La ricerca della verità di noi stessi, della nostra identità (che è identità sessuata), è un percorso impegnativo, faticoso sin da quando si è piccoli, e talvolta non privo di incertezze, di dubbi, di limiti e di errori. Di tutto questo devono tenere conto i genitori, gli educatori, gli insegnanti, i legislatori e i giudici. Senza scavalcare, far fuori il paragone con la realtà di chi è in faticoso cammino per diventare adulto. O, peggio, mascherando la realtà con le proprie convinzioni, sostituendo ad essa l’idea che di essa ci si è fatti.
I ventuno senatori della California che hanno votato a favore della legge sono rimasti ostaggio dell’ultima grande ideologia del Novecento, quella del gender, la cui tesi principale, in sintesi, afferma che non si è uomini e donne in ragione di un’identità antropologica sessuata che si sviluppa gradualmente già a prima della nascita e trova il suo compimento nella maturità, ma lo si diventa solo in quanto ci si riconosce tali attraverso una costruzione psicologica, sociologica e culturale della propria identità di genere. Senza negare l’influenza, talora fortemente incisiva, del vissuto emotivo, relazionale ed educativo nel processo di maturazione del proprio io uomo-donna, occorre riaffermare ciò che sta prima (in senso ontologico, non cronologico) per poter recuperare le istanze che insorgono nel corso dello sviluppo e del percorso educativo familiare, scolastico e sociale e che si intrecciano con la biologia e la psicologia del soggetto in crescita.
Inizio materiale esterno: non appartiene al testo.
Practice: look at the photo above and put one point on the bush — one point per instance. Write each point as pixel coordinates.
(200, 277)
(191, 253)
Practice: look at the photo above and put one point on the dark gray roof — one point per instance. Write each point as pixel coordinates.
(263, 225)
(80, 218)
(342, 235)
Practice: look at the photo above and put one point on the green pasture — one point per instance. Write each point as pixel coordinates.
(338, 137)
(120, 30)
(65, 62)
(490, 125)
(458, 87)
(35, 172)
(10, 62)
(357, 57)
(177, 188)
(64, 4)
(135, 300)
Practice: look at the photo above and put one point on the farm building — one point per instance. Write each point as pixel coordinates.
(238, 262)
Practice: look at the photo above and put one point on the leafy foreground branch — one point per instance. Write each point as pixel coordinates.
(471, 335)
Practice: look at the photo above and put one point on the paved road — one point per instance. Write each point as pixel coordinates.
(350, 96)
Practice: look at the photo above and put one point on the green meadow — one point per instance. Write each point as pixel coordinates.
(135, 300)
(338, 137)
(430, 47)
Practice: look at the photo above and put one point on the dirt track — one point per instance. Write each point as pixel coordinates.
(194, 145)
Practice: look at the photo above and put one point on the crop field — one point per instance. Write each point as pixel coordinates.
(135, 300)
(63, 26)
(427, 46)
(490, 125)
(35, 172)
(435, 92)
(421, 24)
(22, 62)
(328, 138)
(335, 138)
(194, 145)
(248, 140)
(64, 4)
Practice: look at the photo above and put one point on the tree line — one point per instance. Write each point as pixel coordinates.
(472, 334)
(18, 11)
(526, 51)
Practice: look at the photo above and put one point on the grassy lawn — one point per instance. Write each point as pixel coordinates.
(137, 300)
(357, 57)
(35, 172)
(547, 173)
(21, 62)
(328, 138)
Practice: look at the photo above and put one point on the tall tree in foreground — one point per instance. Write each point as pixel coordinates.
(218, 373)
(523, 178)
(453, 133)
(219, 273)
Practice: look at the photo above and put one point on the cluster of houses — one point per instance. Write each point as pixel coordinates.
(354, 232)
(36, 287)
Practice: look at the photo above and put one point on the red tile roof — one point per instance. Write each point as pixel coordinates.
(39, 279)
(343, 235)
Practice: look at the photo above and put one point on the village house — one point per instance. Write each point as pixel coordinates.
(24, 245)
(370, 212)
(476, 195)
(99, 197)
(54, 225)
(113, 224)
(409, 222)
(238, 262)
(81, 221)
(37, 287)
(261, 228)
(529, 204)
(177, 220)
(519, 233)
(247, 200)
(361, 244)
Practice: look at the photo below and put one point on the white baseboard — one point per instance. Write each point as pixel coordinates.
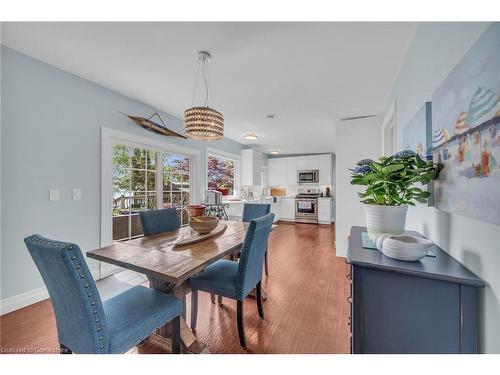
(22, 300)
(19, 301)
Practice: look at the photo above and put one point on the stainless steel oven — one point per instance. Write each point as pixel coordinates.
(306, 206)
(308, 177)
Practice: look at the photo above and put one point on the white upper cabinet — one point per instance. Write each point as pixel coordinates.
(283, 171)
(325, 169)
(291, 171)
(276, 172)
(251, 166)
(307, 163)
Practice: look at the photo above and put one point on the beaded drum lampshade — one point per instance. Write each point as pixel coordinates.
(202, 122)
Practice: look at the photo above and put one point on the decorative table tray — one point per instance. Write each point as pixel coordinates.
(193, 237)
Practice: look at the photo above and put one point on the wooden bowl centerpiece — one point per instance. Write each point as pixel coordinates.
(203, 224)
(195, 210)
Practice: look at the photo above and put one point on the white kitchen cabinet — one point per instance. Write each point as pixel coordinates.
(235, 210)
(272, 176)
(308, 162)
(287, 209)
(324, 210)
(276, 172)
(275, 209)
(290, 171)
(325, 169)
(251, 167)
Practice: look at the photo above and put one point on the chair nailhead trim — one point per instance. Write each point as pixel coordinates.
(89, 294)
(69, 247)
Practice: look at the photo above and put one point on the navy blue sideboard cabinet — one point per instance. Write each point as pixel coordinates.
(429, 306)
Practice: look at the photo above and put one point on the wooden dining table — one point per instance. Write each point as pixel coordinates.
(168, 267)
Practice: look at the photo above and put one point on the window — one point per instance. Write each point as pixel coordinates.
(146, 179)
(176, 187)
(222, 174)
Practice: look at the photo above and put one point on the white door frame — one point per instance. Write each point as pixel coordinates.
(110, 136)
(388, 123)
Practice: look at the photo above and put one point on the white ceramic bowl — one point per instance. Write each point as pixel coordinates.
(404, 247)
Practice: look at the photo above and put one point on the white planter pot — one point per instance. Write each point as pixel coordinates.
(385, 219)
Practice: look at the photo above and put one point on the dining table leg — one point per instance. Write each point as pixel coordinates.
(188, 339)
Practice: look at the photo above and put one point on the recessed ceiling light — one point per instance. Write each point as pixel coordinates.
(250, 136)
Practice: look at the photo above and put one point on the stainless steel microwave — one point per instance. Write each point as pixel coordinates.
(308, 177)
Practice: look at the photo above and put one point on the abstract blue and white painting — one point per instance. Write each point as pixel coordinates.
(466, 132)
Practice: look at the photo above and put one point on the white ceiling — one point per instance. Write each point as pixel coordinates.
(309, 75)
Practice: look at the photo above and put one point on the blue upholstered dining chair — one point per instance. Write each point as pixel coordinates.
(158, 221)
(236, 280)
(85, 324)
(253, 211)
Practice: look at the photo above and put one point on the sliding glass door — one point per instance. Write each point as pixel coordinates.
(146, 179)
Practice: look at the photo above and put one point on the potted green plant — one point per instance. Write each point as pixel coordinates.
(391, 184)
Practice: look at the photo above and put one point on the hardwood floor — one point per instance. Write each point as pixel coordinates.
(306, 310)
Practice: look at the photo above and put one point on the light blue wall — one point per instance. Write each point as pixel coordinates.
(51, 139)
(435, 50)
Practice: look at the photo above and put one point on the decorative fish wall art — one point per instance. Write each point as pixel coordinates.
(147, 124)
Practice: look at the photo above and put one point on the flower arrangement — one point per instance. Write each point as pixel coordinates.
(390, 181)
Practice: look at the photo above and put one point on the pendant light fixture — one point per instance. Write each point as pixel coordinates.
(203, 123)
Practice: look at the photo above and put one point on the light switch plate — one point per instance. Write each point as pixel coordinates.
(53, 195)
(77, 194)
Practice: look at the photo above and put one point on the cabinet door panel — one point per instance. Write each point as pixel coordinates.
(396, 313)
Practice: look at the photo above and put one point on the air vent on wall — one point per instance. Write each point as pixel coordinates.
(356, 117)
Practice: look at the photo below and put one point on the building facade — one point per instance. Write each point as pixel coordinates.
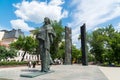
(7, 37)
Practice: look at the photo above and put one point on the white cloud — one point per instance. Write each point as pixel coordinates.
(35, 11)
(93, 13)
(20, 24)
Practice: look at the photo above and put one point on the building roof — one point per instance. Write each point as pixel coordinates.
(13, 33)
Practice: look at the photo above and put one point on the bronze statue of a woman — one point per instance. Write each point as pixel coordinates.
(45, 37)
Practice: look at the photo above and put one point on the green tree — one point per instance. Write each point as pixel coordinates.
(27, 44)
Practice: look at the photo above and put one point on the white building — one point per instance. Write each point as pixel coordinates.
(6, 37)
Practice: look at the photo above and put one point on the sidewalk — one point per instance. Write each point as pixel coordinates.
(61, 72)
(112, 73)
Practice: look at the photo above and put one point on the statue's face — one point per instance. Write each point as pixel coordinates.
(46, 20)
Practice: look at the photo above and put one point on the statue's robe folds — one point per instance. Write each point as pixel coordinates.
(45, 37)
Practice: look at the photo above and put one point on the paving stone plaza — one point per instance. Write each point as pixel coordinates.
(60, 72)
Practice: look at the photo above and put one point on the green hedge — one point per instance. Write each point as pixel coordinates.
(12, 63)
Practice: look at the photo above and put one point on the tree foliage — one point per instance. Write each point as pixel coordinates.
(105, 44)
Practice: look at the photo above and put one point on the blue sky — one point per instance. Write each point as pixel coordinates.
(28, 14)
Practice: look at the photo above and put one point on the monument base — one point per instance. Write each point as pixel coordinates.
(34, 74)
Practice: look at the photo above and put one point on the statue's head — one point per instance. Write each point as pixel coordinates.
(46, 20)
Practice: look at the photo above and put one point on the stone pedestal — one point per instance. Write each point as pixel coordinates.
(68, 46)
(83, 45)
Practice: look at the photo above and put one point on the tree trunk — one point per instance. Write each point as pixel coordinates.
(23, 56)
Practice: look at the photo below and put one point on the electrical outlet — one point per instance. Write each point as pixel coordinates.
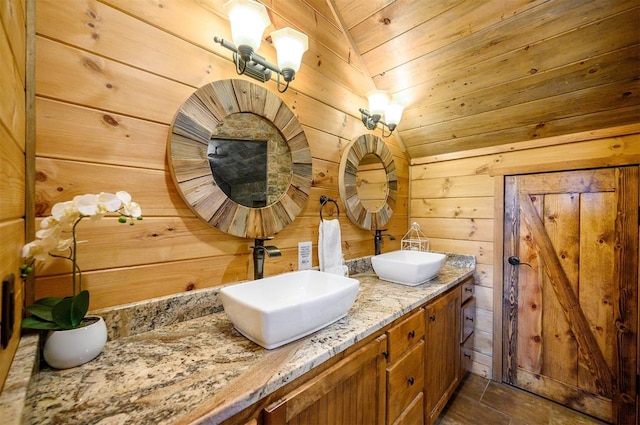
(304, 255)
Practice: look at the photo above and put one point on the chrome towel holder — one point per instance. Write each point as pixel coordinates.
(323, 201)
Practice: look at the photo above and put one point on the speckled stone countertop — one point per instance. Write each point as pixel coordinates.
(200, 369)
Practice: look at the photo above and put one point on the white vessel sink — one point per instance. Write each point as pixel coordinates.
(279, 309)
(408, 267)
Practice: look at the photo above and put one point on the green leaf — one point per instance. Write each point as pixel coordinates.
(69, 312)
(61, 313)
(79, 307)
(33, 322)
(44, 312)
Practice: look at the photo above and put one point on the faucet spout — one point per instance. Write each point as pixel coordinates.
(377, 240)
(259, 250)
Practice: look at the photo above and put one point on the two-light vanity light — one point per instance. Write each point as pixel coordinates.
(380, 106)
(248, 20)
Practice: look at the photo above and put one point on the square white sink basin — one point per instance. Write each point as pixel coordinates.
(408, 267)
(279, 309)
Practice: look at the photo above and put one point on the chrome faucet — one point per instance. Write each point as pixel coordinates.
(377, 240)
(259, 249)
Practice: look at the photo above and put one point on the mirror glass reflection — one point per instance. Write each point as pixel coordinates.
(371, 182)
(250, 160)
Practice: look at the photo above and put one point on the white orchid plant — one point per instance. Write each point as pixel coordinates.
(57, 238)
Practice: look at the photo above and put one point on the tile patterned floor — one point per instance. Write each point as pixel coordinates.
(482, 401)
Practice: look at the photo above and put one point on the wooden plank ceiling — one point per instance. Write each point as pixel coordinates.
(479, 73)
(475, 74)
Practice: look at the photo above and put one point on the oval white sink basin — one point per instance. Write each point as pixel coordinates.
(279, 309)
(408, 267)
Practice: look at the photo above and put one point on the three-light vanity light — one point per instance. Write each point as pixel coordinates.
(248, 20)
(380, 106)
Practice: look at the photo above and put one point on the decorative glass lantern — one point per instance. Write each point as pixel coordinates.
(414, 239)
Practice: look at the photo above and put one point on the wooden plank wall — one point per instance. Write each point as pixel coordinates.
(110, 75)
(457, 200)
(12, 157)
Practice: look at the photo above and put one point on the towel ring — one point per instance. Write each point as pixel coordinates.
(323, 202)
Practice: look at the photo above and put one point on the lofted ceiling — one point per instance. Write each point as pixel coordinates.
(475, 74)
(480, 73)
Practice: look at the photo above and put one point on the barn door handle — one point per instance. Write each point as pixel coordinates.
(515, 261)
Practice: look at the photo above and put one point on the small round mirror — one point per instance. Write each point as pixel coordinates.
(370, 205)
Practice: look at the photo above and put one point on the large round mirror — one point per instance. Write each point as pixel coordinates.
(240, 158)
(250, 160)
(368, 182)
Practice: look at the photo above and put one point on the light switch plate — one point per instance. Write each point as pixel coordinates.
(304, 255)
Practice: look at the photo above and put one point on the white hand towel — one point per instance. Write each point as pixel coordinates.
(330, 248)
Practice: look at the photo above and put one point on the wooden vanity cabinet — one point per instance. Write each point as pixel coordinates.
(442, 356)
(403, 375)
(352, 391)
(405, 370)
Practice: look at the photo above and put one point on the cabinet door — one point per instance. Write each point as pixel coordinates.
(442, 348)
(351, 391)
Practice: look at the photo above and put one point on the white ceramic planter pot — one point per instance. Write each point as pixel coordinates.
(65, 349)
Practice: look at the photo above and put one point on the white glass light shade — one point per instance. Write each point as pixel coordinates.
(378, 101)
(393, 113)
(290, 46)
(248, 20)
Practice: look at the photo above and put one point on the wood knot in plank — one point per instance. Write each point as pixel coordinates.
(91, 64)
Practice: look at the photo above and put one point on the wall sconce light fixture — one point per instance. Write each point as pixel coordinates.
(248, 20)
(380, 106)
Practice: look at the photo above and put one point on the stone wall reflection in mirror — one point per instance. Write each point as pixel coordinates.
(250, 160)
(376, 211)
(192, 146)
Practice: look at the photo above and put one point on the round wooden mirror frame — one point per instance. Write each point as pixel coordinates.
(189, 138)
(351, 157)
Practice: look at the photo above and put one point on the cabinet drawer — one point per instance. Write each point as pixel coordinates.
(467, 319)
(405, 334)
(405, 380)
(467, 290)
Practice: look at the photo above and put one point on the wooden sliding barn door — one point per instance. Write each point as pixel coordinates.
(570, 313)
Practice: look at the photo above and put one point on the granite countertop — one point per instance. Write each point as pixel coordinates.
(201, 369)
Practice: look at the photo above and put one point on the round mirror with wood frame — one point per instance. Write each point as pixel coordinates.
(367, 218)
(189, 140)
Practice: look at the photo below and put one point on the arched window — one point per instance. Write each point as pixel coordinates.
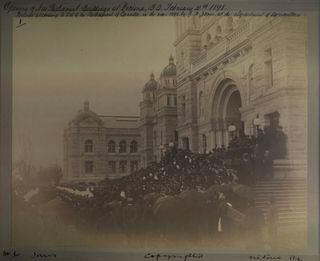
(122, 146)
(88, 146)
(111, 146)
(133, 146)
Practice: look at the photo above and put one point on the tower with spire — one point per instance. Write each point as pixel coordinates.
(158, 114)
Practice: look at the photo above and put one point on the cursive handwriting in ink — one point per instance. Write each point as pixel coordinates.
(20, 24)
(159, 256)
(7, 253)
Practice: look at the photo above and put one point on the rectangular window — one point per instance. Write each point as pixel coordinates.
(112, 166)
(123, 166)
(269, 73)
(88, 167)
(134, 166)
(183, 105)
(268, 68)
(168, 100)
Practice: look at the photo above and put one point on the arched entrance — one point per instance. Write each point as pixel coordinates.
(226, 116)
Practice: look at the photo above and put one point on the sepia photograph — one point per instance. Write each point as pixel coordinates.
(170, 133)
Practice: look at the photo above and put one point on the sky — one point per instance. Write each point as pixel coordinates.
(59, 63)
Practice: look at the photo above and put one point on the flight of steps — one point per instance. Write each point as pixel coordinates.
(290, 198)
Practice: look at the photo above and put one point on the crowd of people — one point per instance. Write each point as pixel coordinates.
(244, 161)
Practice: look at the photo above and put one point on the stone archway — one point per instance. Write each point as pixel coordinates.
(225, 111)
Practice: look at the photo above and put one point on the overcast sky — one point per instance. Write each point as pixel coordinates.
(58, 63)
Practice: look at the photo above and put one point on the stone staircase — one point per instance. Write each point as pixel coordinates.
(290, 198)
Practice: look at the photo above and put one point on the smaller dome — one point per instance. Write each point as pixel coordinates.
(170, 69)
(151, 85)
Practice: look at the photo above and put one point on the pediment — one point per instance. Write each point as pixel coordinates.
(88, 119)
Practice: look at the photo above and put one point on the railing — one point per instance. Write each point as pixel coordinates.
(230, 41)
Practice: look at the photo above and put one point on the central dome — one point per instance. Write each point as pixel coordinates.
(170, 69)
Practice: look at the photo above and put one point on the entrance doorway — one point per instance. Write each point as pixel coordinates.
(185, 143)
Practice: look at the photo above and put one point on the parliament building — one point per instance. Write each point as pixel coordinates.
(229, 75)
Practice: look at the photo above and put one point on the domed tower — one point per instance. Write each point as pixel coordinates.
(150, 88)
(167, 108)
(147, 116)
(169, 75)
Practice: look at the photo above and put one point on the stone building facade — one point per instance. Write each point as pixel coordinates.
(98, 146)
(247, 72)
(240, 72)
(158, 115)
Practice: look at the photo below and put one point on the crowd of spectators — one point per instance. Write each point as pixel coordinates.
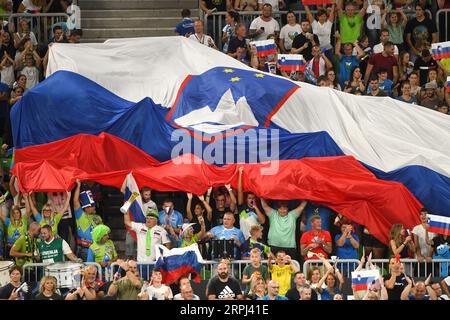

Per capire e aiutare le “crisi di identità sessuale” occorre comprendere – come ci ricorda Papa Francesco – che «non è una crisi culturale. È una crisi dell’uomo: ciò che è in crisi è l’uomo!» (Veglia di Pentecoste con i movimenti ecclesiali, Piazza San Pietro,18 maggio 2013).



L’intervento legislativo del Senato californiano si inquadra nei numerosi tentativi in atto di sanzionare ogni pretesa “discriminazione” – non solo sul piano delle pari opportunità scolastiche, lavorative e sociali, ma anche a livello culturale, familiare ed educativo – nei confronti di alcune opzioni di gender. In Italia, il dibattito è divenuto incandescente in occasione del percorso parlamentare del disegno di legge sull’omofobia. Riconoscere una differenza radicale, ontologica che realmente esiste sin dall’origine nell’essere uomo-donna (se non si vuole ricorrere al racconto biblico della creazione, la stessa storia dell’evoluzione animale e dell’uomo lo testimonia inequivocabilmente) non significa “discriminare” una manifestazione dell’essere sessuato rispetto all’altra, ma salvaguardare e valorizzare una differenza anzitutto affermando e tutelando il fatto che essa esiste, non può essere cancellata.
Definire “discriminazione” l’affermazione di una differenza reale è un falso egualitarismo che non fa fiorire l’accoglienza e la valorizzazione dei diversi nella società (la diversità è un valore da salvaguardare in un’autentica democrazia), ma apre la strada a pericolose derive totalitarie, figlie di ideologie cieche e violente. Una società in cui non esistono più volti, ma tutto è indistinto, omologato, intercambiabile e interfunzionale, non è una società dal volto umano. La vera emergenza non è l’omofobia, ma l’eterofobia, la paura che qualunque diversità minacci l’uguaglianza dei cittadini. Al contrario, la grande sfida – che dobbiamo raccogliere – è quella dell’uomo reale, nel quale l’unità e la dignità della persona non può essere separata dalla differenza dell’essere uomo-donna, nel quale si rispecchia lo splendore dell’immagine di Sé con cui Dio ha voluto crearci.